About About
Ngā Whenu Ngā Whenu
The name Ngā Ngaru Wakapuke was gifted to the research team by Kurt Komene-Smith, Leader Ngā Uki o te Mounga with support from highly respected tohunga Kura Moeahu (Te Ātiawa). It builds on the 1894 waiata ‘I Te Rā o Maehe’ and references the broad geographical location of Ngā Ngaru Wakapuke by reflecting how the waves on Raukawa Moana (Cook Strait) and the movement of the landscape beneath create ripples that impact the land and all people of Aotearoa.

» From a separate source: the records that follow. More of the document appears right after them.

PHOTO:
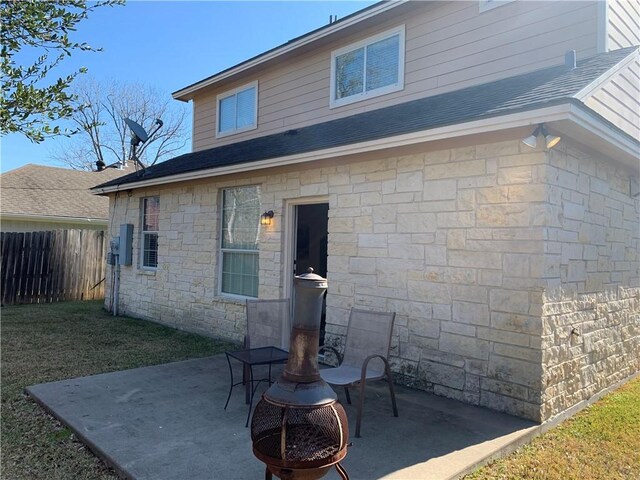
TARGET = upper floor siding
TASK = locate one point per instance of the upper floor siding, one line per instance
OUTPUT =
(623, 23)
(448, 46)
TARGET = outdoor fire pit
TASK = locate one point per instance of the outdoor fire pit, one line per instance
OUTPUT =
(299, 429)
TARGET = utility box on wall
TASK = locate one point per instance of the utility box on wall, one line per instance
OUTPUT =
(126, 244)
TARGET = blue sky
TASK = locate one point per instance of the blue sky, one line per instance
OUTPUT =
(172, 44)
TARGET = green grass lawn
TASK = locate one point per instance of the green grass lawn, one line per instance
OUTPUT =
(600, 442)
(44, 343)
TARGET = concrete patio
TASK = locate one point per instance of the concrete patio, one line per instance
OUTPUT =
(167, 422)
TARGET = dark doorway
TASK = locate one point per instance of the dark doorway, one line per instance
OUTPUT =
(312, 227)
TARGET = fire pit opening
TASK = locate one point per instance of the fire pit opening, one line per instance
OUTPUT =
(299, 429)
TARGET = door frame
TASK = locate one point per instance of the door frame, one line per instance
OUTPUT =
(291, 224)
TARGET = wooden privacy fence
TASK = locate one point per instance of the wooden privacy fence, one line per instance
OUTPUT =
(55, 266)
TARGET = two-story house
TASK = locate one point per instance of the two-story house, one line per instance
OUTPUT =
(472, 166)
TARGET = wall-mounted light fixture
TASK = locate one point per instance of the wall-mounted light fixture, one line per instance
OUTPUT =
(549, 140)
(265, 218)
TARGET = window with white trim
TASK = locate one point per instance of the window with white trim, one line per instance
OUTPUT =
(237, 110)
(240, 237)
(150, 223)
(369, 68)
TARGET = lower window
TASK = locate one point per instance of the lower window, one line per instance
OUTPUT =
(240, 236)
(150, 214)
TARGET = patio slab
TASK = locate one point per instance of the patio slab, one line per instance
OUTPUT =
(167, 422)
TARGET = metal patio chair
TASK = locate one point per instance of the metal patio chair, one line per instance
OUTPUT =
(365, 356)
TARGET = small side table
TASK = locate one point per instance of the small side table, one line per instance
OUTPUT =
(250, 357)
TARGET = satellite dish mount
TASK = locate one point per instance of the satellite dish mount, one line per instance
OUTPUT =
(139, 135)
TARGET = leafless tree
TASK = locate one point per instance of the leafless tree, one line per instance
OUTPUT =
(105, 137)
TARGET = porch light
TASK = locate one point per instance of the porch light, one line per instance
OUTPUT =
(265, 218)
(549, 140)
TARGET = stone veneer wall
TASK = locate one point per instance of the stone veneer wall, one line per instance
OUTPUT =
(453, 241)
(591, 312)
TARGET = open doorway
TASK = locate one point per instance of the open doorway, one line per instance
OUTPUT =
(310, 246)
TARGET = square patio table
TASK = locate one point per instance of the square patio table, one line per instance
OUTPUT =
(250, 357)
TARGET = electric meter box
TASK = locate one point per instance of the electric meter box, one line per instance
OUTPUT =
(126, 244)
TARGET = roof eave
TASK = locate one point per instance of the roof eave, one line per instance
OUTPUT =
(187, 93)
(53, 218)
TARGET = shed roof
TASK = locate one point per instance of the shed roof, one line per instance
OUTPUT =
(43, 191)
(528, 91)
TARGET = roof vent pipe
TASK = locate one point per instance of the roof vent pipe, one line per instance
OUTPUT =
(570, 59)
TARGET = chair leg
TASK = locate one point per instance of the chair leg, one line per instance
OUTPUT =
(360, 407)
(391, 389)
(346, 392)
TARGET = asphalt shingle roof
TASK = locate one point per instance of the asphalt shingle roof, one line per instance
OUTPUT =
(519, 93)
(50, 191)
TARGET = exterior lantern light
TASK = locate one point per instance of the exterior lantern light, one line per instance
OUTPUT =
(265, 218)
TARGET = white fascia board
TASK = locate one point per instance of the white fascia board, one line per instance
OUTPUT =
(585, 118)
(590, 89)
(53, 219)
(503, 122)
(186, 93)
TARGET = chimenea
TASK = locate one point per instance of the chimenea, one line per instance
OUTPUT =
(299, 429)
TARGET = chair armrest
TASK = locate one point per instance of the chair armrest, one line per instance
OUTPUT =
(332, 350)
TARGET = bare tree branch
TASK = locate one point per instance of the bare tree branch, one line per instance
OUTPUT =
(104, 135)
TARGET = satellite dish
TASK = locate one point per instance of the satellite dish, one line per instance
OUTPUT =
(139, 133)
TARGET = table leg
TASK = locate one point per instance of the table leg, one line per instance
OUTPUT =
(247, 372)
(251, 398)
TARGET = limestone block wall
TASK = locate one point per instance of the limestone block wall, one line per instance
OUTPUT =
(591, 312)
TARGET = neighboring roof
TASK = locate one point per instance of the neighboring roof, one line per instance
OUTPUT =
(40, 191)
(529, 91)
(187, 92)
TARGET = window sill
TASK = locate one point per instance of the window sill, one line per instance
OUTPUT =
(235, 132)
(361, 97)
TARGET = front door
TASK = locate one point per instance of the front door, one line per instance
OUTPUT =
(310, 245)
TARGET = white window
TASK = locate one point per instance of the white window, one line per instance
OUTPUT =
(369, 68)
(237, 110)
(150, 216)
(489, 4)
(240, 236)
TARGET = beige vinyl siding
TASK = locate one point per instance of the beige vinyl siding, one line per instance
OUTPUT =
(619, 99)
(623, 19)
(448, 46)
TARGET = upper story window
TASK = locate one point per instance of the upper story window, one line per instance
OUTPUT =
(150, 227)
(489, 4)
(239, 245)
(237, 110)
(369, 68)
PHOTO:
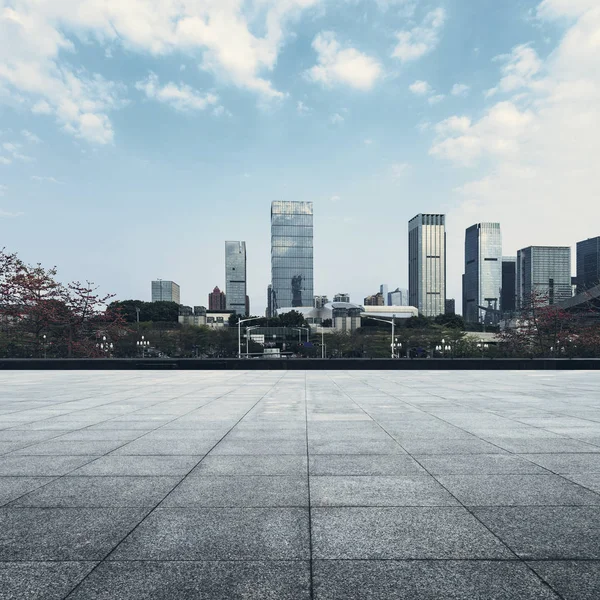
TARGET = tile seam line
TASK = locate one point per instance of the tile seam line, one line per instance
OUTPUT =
(145, 517)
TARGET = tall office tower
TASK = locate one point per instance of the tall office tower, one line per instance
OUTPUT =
(341, 298)
(483, 273)
(383, 290)
(292, 253)
(235, 277)
(165, 291)
(543, 271)
(427, 264)
(216, 300)
(588, 264)
(508, 296)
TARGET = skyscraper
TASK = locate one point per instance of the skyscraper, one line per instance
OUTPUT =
(508, 297)
(165, 291)
(588, 264)
(427, 264)
(543, 271)
(216, 300)
(292, 253)
(483, 273)
(235, 277)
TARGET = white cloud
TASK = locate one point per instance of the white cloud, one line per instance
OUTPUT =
(421, 40)
(342, 66)
(37, 52)
(31, 137)
(420, 88)
(181, 97)
(460, 89)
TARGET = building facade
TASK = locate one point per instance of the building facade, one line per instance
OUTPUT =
(588, 264)
(427, 264)
(216, 300)
(543, 272)
(483, 273)
(508, 295)
(292, 254)
(165, 291)
(235, 277)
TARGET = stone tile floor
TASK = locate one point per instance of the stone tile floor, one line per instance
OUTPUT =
(293, 485)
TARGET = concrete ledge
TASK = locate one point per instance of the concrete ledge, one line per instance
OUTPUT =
(384, 364)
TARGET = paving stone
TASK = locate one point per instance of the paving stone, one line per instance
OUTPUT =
(573, 580)
(254, 491)
(275, 580)
(63, 533)
(414, 490)
(401, 533)
(427, 580)
(219, 534)
(124, 492)
(40, 580)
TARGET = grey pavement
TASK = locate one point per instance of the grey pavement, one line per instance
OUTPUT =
(277, 485)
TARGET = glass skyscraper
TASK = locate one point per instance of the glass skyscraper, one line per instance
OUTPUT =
(544, 271)
(483, 273)
(235, 277)
(427, 264)
(588, 264)
(292, 254)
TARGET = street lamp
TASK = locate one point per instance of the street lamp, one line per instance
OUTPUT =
(142, 344)
(392, 323)
(240, 333)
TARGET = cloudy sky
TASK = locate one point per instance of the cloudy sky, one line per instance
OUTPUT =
(136, 136)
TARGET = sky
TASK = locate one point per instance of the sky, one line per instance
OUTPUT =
(136, 137)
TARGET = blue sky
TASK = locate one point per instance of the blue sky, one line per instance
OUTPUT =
(136, 137)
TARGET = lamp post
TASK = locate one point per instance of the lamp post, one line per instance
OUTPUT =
(393, 324)
(240, 333)
(141, 344)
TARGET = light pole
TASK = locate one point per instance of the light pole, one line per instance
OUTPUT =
(393, 324)
(240, 333)
(142, 344)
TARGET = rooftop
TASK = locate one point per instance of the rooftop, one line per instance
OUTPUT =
(298, 485)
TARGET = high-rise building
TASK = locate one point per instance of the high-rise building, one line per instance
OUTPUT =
(216, 300)
(292, 253)
(508, 296)
(588, 264)
(427, 264)
(165, 291)
(375, 300)
(235, 277)
(383, 290)
(483, 273)
(543, 272)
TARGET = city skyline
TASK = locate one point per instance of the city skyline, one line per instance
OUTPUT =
(160, 148)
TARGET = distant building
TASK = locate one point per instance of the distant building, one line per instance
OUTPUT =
(375, 300)
(399, 297)
(383, 290)
(216, 300)
(508, 295)
(292, 254)
(483, 273)
(544, 271)
(320, 301)
(235, 277)
(427, 264)
(588, 264)
(341, 298)
(165, 291)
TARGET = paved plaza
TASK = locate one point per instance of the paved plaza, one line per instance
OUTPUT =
(273, 485)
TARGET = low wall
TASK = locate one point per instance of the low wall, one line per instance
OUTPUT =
(434, 364)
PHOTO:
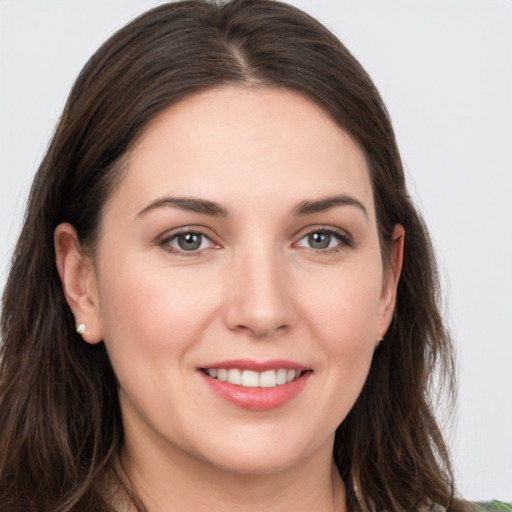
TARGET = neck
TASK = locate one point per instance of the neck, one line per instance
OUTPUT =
(176, 481)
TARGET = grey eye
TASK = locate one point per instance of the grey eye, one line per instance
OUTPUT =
(319, 240)
(189, 241)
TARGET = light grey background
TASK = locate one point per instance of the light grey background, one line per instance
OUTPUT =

Through a weaving of Te Ao Māori and Te Ao Pākehā knowledge of disaster preparedness, Ngā Ngaru Wakapuke aims to unleash the potential of knowledge from Ō mua (past) and showcase its contemporary application and relevance in i te ao hurihuri (present time).
Research Aims
Rangahau
The Ngā Ngaru Wakapuke team has been organised into four Research Aims. These Research Aims — RA1 The Future, RA2 The Forecast, RA3 The Past and RA4 The Foundations — have been formulated to include team members with distinct goals and skillsets that can help us to deepen our understanding of Transition Zone earthquake behaviour.
The Future
How can we best prepare our communities for a more disrupted future? This Research Area focuses on relationships and engagement with local iwi and communities, thinking together about how the impact of ongoing earthquakes might play out over time. Weaving together threads of mātauranga Māori, deep local knowledge and the latest science, we will create and develop stories, scenarios and materials that help people plan and prepare for the types of disruption they are most likely to face.
The Forecast
What earthquakes could happen in the future and how can we understand what their impacts might be? The ʻForecastʻ component of Ngā Ngaru Wakapuke aims to address these questions. Whereas most models of seismic risk only think about the effects of a single earthquake, we are using new computer models of both the physics of earthquakes, the damage they cause and the associated socio-economic impacts to understand the potential effects of having a sequence of earthquakes, one after another. Understanding how having another earthquake part way through the recovery from the first might change the impacts will help infrastructure providers and policy makers to advocate for resilient construction.
The Past
What can the past tell us about what might happen in the future? The focus of this Research Area is on developing a comprehensive understanding of the pattern and frequency of past large earthquake sequences. Using new methods, we are studying evidence from lakes and wetlands near fault lines to create a detailed earthquake history going back 10,000 years. This will be the most comprehensive and precise record of past earthquakes ever created for this region. This information will directly feed into our hazard models and help check whether computer simulations of earthquake cycles are accurate.
The Foundations
What’s going on under our feet? And how might it affect how the ground behaves? Although the surface features of faults in the Transition Zone have been mapped, we still know little about how these faults are distributed and interconnected underground — or how this affects earthquake behaviour. To address this, The Foundations workstream is using advanced seismic imaging and recordings of thousands of earthquakes across Cook Strait and Marlborough to reveal the geometry of faults beneath the surface of the Transition Zone. We will also conduct lab experiments on rock samples to help us understand how fault strength varies with depth. Together, this research will build the knowledge we need to model earthquake simulations more accurately and better understand complex recent earthquakes, like Kaikōura 2016.